Ausencia de AMLO no es parte de una ruptura más grande, dicen funcionarios

Los funcionarios mexicanos habían comunicado la decisión de su presidente a la Casa Blanca de antemano, y Biden se enteró antes de que la noticia se hiciera pública. En lugar de reunirse en la cumbre, Biden y López Obrador se reunirán en Washington el próximo mes.

“El hecho de que no estén de acuerdo sobre este tema ahora es muy claro”, dijo un alto funcionario de la administración.

Los funcionarios intentaron enfatizar que la decisión del boicot se basó en un desacuerdo específico sobre la lista de invitados y no era indicativo de una ruptura mayor.

“Lo que hemos hecho en las últimas semanas, desde hace casi un mes, es consultado, consultado con nuestros socios y amigos en la región para que entendamos los contornos de sus puntos de vista”, dijo el alto funcionario de la administración. “Al final, el presidente decidió e hizo hincapié en este punto en todos los compromisos que tuvimos… y es que creemos que el mejor uso de esta cumbre es reunir a países que comparten un conjunto de principios democráticos”.

Biden está centrando su atención en las Américas después de una serie de crisis de política exterior en otras partes del mundo, incluida la caótica retirada de Afganistán y la invasión rusa de Ucrania.

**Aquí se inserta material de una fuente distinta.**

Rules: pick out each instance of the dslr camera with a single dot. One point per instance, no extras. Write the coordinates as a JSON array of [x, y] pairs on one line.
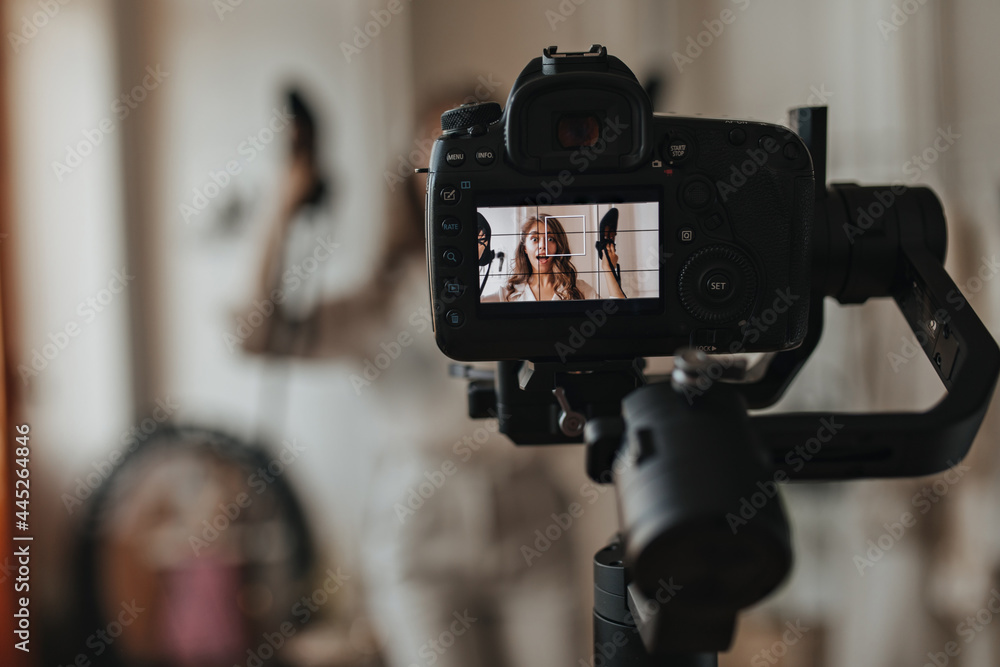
[[576, 224]]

Completó su primera visita a Asia a finales del mes pasado.

Esa región es una donde su mensaje animador de “autocracia versus democracia” se está reproduciendo en tiempo real, mientras China trabaja para hacer avances y las naciones económicamente desafiadas buscan apoyo en el extranjero.

En los comentarios de apertura del miércoles, Biden dará a conocer la llamada “asociación de las Américas” que se centrará en cinco temas, incluida la recuperación económica, la movilización de inversiones, las cadenas de suministro, la energía limpia y el comercio, todo con la esperanza de fortalecer las asociaciones estadounidenses en un región que muchos líderes estadounidenses han sido acusados de ignorar.

Durante la cumbre, también se espera que Biden anuncie más de US$ 300 millones en asistencia para combatir la inseguridad alimentaria, además de otros compromisos del sector privado, así como iniciativas de salud y una asociación sobre resiliencia climática.